11. Supreme Court of Minnesota, STATE of Minnesota v. David Arnold GERDES (191 N.W.2d 428) – 10/29/1971:
- Trial court could properly take judicial notice of underlying principles and reliability of properly tested and operated radar devices for determining speed of motor vehicles without requiring expert testimony concerning theory and mechanics of a particular unit but that where only means of testing accuracy of radar device with which defendant was timed was internal mechanism which was an integral part of the device, conviction could not be sustained in absence of evidence other than radar reading that defendant had been driving at speed in excess of limit.
12. Court of Appeals of Kentucky, COMMONWEALTH of Kentucky v. Erna Elijah HONEYCUTT (408 S.W.2d 421) – 12/16/1966:
- Courts will take judicial notice of fact that properly constructed and operated radar device is capable of accurately measuring speed of a motor vehicle.
- Court will not take judicial notice of the accuracy of the particular instrument employed on a specific occasion, but will treat, as sufficient evidence of accuracy, uncontested testimony that the instrument was tested within a few hours of its specific use, and found to be accurate, by use of a calibrated tuning fork and by a comparison with the speedometer of another vehicle driven through the radar field.

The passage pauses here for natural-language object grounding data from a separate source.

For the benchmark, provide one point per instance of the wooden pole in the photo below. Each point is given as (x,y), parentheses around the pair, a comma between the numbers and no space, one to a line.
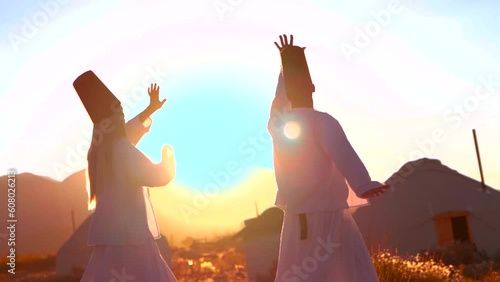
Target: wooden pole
(479,159)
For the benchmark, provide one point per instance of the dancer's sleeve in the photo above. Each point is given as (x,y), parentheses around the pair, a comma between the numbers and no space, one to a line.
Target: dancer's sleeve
(279,107)
(333,140)
(136,129)
(142,171)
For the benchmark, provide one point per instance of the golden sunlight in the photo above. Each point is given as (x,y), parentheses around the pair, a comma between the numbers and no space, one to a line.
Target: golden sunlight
(292,130)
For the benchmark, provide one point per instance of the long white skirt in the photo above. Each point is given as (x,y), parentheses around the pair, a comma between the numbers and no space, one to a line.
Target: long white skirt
(334,250)
(141,262)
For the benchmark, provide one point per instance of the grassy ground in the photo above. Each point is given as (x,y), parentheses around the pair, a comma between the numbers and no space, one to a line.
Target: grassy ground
(390,268)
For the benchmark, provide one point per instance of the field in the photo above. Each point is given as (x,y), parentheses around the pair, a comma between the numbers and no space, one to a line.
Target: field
(224,261)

- It is sufficient to qualify the operator that he have such knowledge and training as enables him to properly set up, test, and read the instrument; it is not required that he understand the scientific principles of radar or be able to explain its internal workings; a few hours' instruction normally should be enough to qualify an operator.
13. Supreme Court of Connecticut, State of Connecticut v. Michael R. TOMANELLI (216 A.2d 625) – 2/1/1966:
- The scientific accuracy of the Dopplershift principle for measurement of speed, if principle is correctly applied, is, in the discretion of the court, a proper subject of judicial notice so that, especially where no evidence attacking it is proffered, expert testimony in explanation of principle is not necessary to preclude to introduction of police radar evidence.
- The tuning forks themselves must be shown to be accurate if they are to be accepted as valid test of accuracy of police radar instrument.
- Conviction could not be sustained on basis of a reading obtained on a radar speedometer where no test of the accuracy of the speedometer was made at the site where the speedometer was set up, or immediately preceding defendant's arrest, and where the only test of the speedometer made was at some unknown time and at some undisclosed place through the use of a tuning fork.
15. Supreme Court, Erie County, New York, PEOPLE v. OFFERMANN (204.Misc. 769) – 10/21/1953:
- Evidence which included readings from radar device used to measure speed of automobiles, was not sufficient to sustain conviction when HERESAY of during testimony of one officer taking the word of another officer about a speed reading.
16. Superior Court of Delaware, Kent County, STATE v. MOFFITT (100 A.2d 778) – 9/23/1953:
- Electronic radar speed meter, if properly functioning and properly operating, is a device that the jury may find to be a correct recorder of speed of one charged with operating an automobile at unlawful speed of rate.